La vita al tempo della guerra, filtrata attraverso l'esperienza e il racconto del corrispondente Ernie Pyle. Secondo conflitto mondiale: al seguito di una compagnia dell'esercito americano, guidata dal taciturno e coraggioso tenente Walker, il giornalista si trasferisce dal Nordafrica all'Italia e condivide, non senza qualche iniziale difficoltà, la vita rude dei militari. Stringe amicizia con alcuni soldati semplici e ha soprattutto modo di conoscere Walker, personalità paterna ed energica, con un fondo di pur virile malinconia provocato dall'abbandono della moglie. Di natura familiare sono pure molti dei drammi e delle gioie dei suoi uomini, mariti devoti, padri di famiglia o impenitenti libertini, che Pyle osserva e registra: un soldato, raggiunto dalla fidanzata ausiliaria, si sposa in Italia; un altro riceve un disco che porta incisa la voce del proprio figlio neonato e continua ad ascoltarla fino a impazzire. Finalmente nei pressi di Roma, il tenente Walker resta ucciso in battaglia.

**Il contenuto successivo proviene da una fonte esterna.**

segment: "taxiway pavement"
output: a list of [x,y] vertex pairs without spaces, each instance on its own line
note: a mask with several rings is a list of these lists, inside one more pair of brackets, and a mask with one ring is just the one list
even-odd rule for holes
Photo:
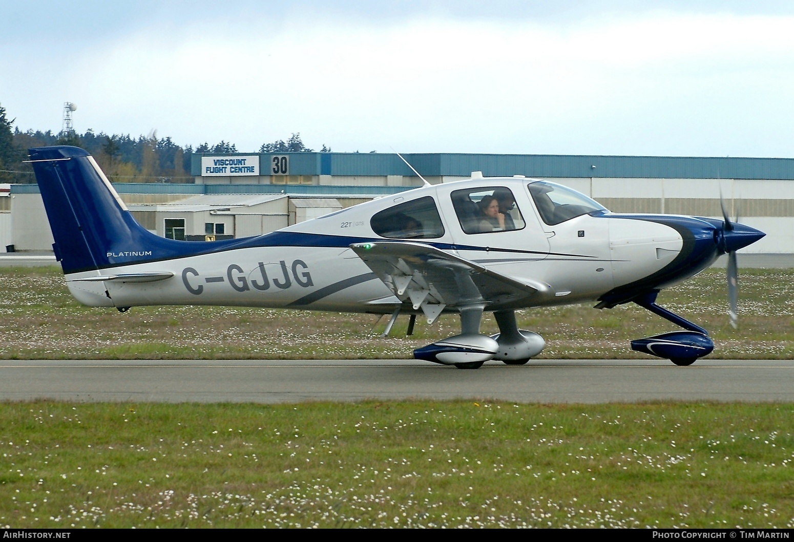
[[791,360],[543,359],[476,371],[413,359],[0,361],[5,401],[794,402],[792,384]]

Nel cinema americano, la Seconda guerra mondiale ha dato una nuova energia e una nuova forma al film di guerra o combat genre. Il tono dominante dei film bellici dell'epoca fu nei primi anni austero e patriottico, poi più incalzante e avventuroso; nella fase finale della guerra, o subito dopo, apparvero invece opere importanti che si segnalano più per il valore 'memoriale', riflessivo, che per la portata epica. È il caso, tra gli altri, di They Were Expendable (I sacrificati di Bataan, John Ford 1945) e di The Story of G.I. Joe, film molto amato dalla critica americana e, nell'opinione di Samuel Fuller, addirittura "il più grande di tutti i film di guerra". Sono opere in un certo senso 'dedrammatizzate', prive di eroi tradizionali, dove combattenti senza nessuna aura leggendaria non sempre si mostrano capaci di dominare le situazioni, e a volte non sembrano nemmeno consapevoli degli ordini ricevuti; circola in questi film un certo disincanto sulle ragioni della guerra e sull'etica dei 'piaceri forti'. In The Story of G.I. Joe non si respirano mai la libertà fisica e l'energia vitalistica tipiche dei film d'azione, non c'è senso di trionfo né accenti di gloria guerriera. Pur restando racconto d'una guerra 'giusta' e vittoriosa, il film di William A. Wellmann raggiunge un'ambiguità sconosciuta alla maggior parte dei film esplicitamente antimilitaristi. La guerra viene qui privata d'ogni epopea, così come accade nei documentari di John Huston e nei servizi del corrispondente al fronte Ernie Pyle, che rappresenta la fonte e il modello stilistico naturale del film di Wellman.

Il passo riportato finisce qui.